Results: A total of 201 pregnancies from 145 pregnant people are included in this analysis. Seventy-four (36%) of these pregnancies had a postpartum complication that met the criteria for the primary outcome (see Table 1). Of these, 35% were VOEs and 4% acute chest syndrome. When comparing the differences between those who experienced a SCD-related postnatal complication as defined above, compared to those who did not, there was a significant difference in the following: HbSS genotype (75% vs 39%, p<0.001), pulmonary complications prior to pregnancy (42% vs 28%, p=0.037) as well as during pregnancy (15% vs 3.9%, p=0.006), history of simple transfusions pre-dating pregnancy (78% vs 57%, p=0.003), hemoglobin levels at different time points throughout the pregnancy and delivery (see table 4), suspected chorioamnionitis (14% vs 5.9%, p=0.05), infection present 30 days before delivery (15% vs 5.5%, p=0.03), vaso-occlusive event in the third trimester (46% vs 31%, p=0.03). Also, for a postnatal morbidity event, there was no difference in the proportion who received exchange transfusions prior to pregnancy (15% vs 11%, p=0.4), nor in those who received prophylactic exchange transfusions during the pregnancy (8.1% vs 4.7%, p=0.4). Fetal outcomes and post-partum interventions are also described in table 2.

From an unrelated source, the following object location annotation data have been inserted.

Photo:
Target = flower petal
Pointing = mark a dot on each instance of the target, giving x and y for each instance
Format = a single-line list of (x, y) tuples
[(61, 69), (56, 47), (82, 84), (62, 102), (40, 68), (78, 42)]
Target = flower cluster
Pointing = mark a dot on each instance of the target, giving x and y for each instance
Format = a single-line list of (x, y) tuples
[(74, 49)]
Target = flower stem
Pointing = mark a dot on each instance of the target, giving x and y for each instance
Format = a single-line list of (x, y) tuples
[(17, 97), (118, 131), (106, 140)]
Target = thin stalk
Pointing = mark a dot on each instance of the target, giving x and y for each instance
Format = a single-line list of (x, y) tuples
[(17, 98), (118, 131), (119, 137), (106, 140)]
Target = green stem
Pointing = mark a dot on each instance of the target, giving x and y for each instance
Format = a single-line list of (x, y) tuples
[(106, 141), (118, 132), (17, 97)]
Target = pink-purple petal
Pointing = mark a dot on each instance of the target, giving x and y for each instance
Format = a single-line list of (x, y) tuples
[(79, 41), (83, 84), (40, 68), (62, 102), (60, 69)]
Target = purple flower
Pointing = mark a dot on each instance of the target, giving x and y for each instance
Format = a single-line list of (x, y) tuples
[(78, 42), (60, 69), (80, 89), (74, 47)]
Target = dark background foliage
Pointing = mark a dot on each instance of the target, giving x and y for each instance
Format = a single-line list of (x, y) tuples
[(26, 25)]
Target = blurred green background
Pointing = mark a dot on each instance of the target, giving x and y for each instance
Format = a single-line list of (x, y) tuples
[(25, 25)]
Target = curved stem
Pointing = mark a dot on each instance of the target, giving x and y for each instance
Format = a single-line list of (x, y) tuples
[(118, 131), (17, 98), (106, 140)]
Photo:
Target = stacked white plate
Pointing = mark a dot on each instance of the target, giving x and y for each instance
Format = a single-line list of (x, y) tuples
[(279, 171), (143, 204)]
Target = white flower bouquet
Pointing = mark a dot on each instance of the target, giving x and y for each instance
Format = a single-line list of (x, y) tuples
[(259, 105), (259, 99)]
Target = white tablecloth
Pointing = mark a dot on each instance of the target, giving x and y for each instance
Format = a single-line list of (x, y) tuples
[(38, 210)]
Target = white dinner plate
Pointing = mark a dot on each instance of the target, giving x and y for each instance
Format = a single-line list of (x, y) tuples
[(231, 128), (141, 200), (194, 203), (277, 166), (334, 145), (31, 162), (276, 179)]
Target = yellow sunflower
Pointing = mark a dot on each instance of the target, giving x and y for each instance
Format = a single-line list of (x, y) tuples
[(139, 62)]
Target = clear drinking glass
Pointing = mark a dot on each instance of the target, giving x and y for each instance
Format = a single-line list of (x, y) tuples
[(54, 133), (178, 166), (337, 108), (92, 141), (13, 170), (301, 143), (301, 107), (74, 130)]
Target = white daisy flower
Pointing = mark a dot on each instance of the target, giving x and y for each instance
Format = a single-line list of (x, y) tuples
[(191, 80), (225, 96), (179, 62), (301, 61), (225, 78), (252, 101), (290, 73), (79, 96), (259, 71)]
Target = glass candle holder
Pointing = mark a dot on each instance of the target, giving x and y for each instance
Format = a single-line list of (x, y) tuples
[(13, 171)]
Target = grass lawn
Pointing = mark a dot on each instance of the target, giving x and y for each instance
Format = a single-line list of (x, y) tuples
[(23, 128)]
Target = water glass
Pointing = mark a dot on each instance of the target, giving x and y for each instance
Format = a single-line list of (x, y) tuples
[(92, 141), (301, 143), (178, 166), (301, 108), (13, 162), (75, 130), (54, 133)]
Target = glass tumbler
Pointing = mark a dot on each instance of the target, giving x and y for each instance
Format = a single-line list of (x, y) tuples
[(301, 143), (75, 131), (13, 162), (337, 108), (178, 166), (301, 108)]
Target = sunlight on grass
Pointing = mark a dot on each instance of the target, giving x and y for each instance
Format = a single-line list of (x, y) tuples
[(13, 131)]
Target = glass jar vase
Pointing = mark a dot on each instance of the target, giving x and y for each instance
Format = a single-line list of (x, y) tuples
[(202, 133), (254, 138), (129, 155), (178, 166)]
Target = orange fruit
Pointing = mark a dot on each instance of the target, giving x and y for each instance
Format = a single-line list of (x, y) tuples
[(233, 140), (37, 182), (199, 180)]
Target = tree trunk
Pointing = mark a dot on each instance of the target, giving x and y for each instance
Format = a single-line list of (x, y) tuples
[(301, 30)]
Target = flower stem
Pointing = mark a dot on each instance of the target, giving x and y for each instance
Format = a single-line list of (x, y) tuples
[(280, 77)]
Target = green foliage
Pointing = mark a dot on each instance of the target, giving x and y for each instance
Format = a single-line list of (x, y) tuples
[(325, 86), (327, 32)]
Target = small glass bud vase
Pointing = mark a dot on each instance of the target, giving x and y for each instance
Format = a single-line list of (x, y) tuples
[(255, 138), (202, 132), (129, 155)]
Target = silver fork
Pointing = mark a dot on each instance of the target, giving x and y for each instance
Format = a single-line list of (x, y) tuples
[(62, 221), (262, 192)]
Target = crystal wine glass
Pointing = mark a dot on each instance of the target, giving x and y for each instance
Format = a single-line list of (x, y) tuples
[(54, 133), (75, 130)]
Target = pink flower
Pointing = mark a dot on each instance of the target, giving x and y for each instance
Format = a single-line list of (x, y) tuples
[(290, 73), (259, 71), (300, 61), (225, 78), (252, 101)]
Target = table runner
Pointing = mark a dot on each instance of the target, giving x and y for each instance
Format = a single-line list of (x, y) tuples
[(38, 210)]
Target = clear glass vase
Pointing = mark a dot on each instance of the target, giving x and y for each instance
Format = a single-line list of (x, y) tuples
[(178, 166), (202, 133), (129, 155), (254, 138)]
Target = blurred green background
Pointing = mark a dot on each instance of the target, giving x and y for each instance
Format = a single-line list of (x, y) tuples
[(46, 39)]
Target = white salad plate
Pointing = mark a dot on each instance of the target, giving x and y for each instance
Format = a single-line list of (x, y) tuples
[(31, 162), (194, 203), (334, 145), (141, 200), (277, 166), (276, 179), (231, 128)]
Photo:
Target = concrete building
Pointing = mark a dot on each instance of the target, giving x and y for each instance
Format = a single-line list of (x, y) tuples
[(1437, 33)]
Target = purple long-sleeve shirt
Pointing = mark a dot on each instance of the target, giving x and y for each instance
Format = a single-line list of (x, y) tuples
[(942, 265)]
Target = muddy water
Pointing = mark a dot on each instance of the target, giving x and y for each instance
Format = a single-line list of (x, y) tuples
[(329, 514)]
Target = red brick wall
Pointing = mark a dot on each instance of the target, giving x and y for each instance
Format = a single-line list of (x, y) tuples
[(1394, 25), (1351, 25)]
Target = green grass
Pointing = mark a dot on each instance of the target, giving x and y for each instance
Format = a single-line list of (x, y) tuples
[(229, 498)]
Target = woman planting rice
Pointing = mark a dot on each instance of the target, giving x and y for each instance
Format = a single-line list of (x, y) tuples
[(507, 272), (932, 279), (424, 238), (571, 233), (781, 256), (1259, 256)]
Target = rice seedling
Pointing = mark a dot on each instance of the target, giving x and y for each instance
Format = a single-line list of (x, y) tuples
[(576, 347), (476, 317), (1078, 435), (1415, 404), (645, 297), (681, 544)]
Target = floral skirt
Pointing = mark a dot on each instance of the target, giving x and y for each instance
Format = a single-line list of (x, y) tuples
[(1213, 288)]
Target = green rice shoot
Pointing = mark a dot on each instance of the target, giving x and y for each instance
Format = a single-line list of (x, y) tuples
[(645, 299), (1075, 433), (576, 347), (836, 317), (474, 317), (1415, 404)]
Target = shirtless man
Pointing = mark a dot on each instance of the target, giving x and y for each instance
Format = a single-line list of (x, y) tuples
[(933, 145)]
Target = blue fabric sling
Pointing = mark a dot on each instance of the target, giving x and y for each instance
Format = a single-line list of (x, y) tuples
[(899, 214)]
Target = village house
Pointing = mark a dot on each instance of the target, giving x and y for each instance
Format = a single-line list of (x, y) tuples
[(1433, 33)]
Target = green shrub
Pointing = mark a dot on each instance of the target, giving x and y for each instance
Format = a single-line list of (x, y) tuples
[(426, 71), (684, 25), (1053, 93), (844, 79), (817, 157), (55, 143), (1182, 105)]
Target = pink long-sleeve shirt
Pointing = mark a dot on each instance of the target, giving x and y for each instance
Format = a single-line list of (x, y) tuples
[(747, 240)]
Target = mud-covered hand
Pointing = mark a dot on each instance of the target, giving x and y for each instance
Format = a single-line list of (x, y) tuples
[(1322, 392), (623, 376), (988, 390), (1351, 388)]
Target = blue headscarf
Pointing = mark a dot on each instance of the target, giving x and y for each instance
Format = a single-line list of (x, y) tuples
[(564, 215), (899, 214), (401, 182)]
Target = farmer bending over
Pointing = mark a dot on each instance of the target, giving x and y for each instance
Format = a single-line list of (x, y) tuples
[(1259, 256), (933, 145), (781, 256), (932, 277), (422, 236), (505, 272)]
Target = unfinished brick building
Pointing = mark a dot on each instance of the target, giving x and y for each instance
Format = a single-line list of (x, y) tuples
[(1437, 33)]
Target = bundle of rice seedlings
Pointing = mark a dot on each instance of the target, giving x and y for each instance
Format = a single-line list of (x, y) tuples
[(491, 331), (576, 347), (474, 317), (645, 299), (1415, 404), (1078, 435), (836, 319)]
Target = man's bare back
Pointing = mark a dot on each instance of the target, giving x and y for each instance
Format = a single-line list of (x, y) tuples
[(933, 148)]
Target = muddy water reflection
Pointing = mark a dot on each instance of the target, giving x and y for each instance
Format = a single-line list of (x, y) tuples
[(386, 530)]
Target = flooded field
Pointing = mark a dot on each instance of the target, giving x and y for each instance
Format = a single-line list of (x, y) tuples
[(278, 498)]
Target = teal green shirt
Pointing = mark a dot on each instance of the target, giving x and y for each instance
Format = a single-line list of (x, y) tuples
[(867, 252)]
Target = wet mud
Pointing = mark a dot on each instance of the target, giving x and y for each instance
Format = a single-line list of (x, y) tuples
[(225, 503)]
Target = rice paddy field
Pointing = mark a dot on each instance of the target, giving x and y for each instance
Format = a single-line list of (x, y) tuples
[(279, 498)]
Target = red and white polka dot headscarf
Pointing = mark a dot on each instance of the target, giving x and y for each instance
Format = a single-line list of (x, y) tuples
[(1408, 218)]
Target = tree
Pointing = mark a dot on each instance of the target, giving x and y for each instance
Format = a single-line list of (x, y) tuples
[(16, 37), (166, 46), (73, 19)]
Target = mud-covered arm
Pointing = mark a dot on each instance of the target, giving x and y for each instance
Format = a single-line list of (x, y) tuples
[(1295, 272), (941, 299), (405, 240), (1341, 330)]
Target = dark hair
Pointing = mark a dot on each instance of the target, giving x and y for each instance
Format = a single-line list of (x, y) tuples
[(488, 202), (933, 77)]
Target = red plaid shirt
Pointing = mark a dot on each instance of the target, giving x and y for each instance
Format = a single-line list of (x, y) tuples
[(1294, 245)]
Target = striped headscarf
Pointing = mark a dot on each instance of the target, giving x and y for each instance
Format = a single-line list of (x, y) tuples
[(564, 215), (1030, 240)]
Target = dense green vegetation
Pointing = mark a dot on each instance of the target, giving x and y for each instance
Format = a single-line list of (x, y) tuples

Conclusion: This study is the largest cohort of sickle cell disease patients to date, in which risk factors and postnatal outcomes are described. We have identified several risk factors that may contribute to the likelihood of experiencing an SCD-related postnatal complication. A regression analysis will be performed to establish the individual contribution of these risk factors to the primary outcome.

Disclosures: Kuo: Agios Pharmaceuticals: Consultancy, Research Funding; Alexion Pharmaceuticals: Consultancy; Bristol Myers Squibb: Consultancy, Honoraria; Forma Therapeutics: Consultancy; Pfizer: Consultancy; Bioverativ/Sanofi/Sangamo: Membership on an entity's Board of Directors or advisory committees; Novo/Nordisk: Consultancy, Honoraria; Vertex Pharmaceuticals: Consultancy.